The Taurus Myth- The Bull
The myth behind Taurus zodiac sign
“Once, there was a young boy named Theseus. Nobody knew who his father was, for both King Aegeus of Athens and Poseidon had been fond of his mother Aethra.” (Greekmythology.com)
Theseus was strong, stronger than a bull. Even before facing the fierce Minotaur in the labyrinth of Knossos in Crete, he had imprisoned and killed off, in honour of Apollo, the bull of Marathon which had claimed amongst its victims the son of the king of Crete.
He was also a ‘Don Juan’ with the women, both earthly and divine, and he liked to have his fun. When he arrived in Athens he was already known, being preceded by a great and well-deserved reputation as during his journey he had faced and overcome a thousand trials and dangers. One of these was when he eliminated Procrustean; who had been nicknamed called the “puller” because of the enjoyment he got from stretching people on a rack.
Theseus was strong and a fighter as well as handsome and built like a tank and nothing could get in his way. He arrived in Athens to a hero’s welcome. At that time, Minos, the King of Crete, had become the master of the sea thanks to the god of the sea, Poseidon, to whom he had promised to sacrifice a beautiful white bull. Poseidon had sent such a beast himself as a sign of his good favour but instead of sacrificing the white bull to the god in supplication, Minos decided to keep it for himself.
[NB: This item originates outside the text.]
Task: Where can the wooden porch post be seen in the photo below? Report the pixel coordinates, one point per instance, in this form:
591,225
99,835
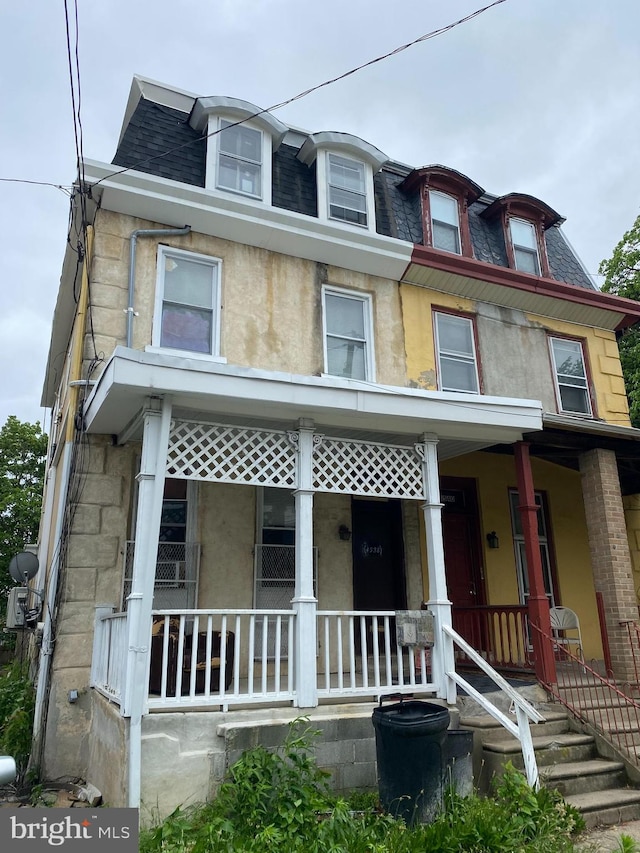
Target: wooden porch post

He had not, however, reckoned on the reaction this might cause. Poseidon was a god, not a fool, and realized immediately that he had been cheated and so devised a terrible revenge. He enlisted the help of Aphrodite, the goddess of love, who implanted in the heart of Minos’ wife, a mad and violent passion for the white bull of the sea. Nothing could hold back her passionate desire. She caused Daedalus, a master engineer to build a hollow cow made from wood which the woman could enter and thus be united sexually with the handsome bull. The fruit of this intercourse was the Minotaur, a hideous monster with a bulls head and the body of man, and who ate human flesh. Minos, injured, humiliated and ashamed, turned to the ingenious Daedalus who then devised and built the famous labyrinth where the voracious Minotaur was imprisoned. Every nine years Minos collected his tribute from Athens; seven boys and seven girls who were to be sacrificed to the Minotaur.
When Theseus arrived in Athens a group of young people were leaving for their sacrifice at Knossos. It was the third time of doing this and Theseus sought them out and joined them. When they arrived at Knossos, Theseus wanted to be the first to enter the dark labyrinth, which although easy to enter was almost impossible to escape from. To help him, Theseus had his guardian angel. She was Ariadne, the daughter of the king and shone brighter than the stars. She had fallen in love with the handsome Theseus, and to help him escape she gave him that “Ariadne’s thread” that we all wish to have. She advised Theseus to fix one end of the wire above the entrance to the maze while holding tightly on to the rest. Theseus found the Minotaur sleeping in the innermost part of the labyrinth and engaged in a fierce fight, eventually stabbing the monster to death. Theseus then followed the thread back to the entrance, dragging the limp body of the Minotaur and emerged victorious.